What if the New World had not been born from crowns and conquest—but from contracts, ports, and profit?
In this episode, we explore a radically different beginning of the modern world. Instead of serving Spain or Portugal, Christopher Columbus sails under the banner of the Venetian Republic—a state built not on kings and dynasties, but on trade, finance, and maritime networks.
From that single decision emerges a completely different logic of expansion.
Venetian America does not begin as a vast territorial empire, but as a web of ports, fortified trading stations, and commercial cities stretching across the Caribbean and beyond. Instead of viceroys and conquistadors, the key figures are merchants, ship captains, bankers, and administrators. Instead of immediate conquest, expansion moves through contracts, alliances, and control of trade routes—until wealth itself begins to demand power.
This creates a New World shaped less by centralized authority and more by networks: – port cities instead of inland capitals – commercial hubs instead of feudal estates – flexible governance instead of rigid imperial hierarchies
But this does not mean a gentler history.

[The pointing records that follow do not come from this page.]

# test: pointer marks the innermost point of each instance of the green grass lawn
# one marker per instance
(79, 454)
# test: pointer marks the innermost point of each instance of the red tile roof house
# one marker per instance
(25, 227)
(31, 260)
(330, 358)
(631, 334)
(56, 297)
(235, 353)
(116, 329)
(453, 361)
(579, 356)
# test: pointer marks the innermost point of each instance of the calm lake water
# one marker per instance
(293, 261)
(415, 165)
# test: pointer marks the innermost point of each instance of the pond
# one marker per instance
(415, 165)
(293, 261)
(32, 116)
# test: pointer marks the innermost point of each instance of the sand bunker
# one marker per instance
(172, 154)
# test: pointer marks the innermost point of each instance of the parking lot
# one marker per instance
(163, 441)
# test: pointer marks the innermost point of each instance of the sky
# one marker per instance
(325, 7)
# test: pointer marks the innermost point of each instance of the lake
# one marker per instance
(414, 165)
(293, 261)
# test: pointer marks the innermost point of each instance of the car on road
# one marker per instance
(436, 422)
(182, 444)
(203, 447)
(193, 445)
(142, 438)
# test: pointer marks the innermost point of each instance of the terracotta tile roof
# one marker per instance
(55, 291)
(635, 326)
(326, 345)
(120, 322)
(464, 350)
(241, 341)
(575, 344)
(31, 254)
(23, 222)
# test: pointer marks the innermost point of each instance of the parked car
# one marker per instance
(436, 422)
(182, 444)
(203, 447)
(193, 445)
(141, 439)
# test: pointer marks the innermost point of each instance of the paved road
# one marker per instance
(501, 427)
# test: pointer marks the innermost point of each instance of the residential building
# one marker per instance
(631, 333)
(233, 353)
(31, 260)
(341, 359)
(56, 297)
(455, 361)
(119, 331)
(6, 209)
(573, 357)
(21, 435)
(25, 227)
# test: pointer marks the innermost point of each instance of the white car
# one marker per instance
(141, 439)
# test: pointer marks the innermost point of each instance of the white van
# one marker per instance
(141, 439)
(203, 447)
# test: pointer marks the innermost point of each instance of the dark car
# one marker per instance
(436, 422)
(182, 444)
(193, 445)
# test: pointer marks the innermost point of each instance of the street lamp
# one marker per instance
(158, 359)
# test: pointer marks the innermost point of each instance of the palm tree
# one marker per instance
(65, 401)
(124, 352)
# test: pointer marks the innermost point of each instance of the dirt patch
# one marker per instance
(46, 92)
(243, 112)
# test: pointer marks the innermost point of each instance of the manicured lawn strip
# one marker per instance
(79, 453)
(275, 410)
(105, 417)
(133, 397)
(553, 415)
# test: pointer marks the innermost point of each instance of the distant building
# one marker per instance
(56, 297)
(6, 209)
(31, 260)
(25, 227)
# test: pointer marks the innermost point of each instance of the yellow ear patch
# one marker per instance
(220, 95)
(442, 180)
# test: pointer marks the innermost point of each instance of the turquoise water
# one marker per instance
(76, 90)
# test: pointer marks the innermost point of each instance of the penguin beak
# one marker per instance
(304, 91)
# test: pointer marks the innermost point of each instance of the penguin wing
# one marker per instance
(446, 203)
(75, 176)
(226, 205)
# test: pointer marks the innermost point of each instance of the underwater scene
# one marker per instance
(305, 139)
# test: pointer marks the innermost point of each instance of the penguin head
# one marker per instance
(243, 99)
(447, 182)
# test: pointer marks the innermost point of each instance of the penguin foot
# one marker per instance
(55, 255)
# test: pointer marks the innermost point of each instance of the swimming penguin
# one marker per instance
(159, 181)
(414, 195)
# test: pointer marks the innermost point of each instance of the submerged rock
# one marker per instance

Trade empires can exploit just as deeply as territorial ones. Slavery, disease, and domination still spread—only through different mechanisms, driven by profit as much as by power.
The deeper consequences unfold over centuries.
Spain loses its historic advantage. Portugal turns even more toward Africa and Asia. France, England, and the Netherlands enter a world already shaped by a merchant empire. And the Atlantic does not become the domain of monarchies—but a contested arena of competing commercial systems.
In America itself, the result is a different civilization: a mosaic of trading cities, multilingual societies, and hybrid cultures. No single dominant language. No unified colonial model. No clear path toward something like the United States.
Instead, the future belongs to networks.
By the time we reach the modern era, the world is not built around imperial capitals like Madrid or London—but around interconnected economic centers stretching from Europe to the Americas. Venice is no longer just a relic of the Renaissance—it becomes one of the founders of globalization itself.
This episode reveals perhaps the most striking alternative of all: change not just who discovers America—but how they understand power…
…and you don’t just change history. You change the entire logic of the modern world.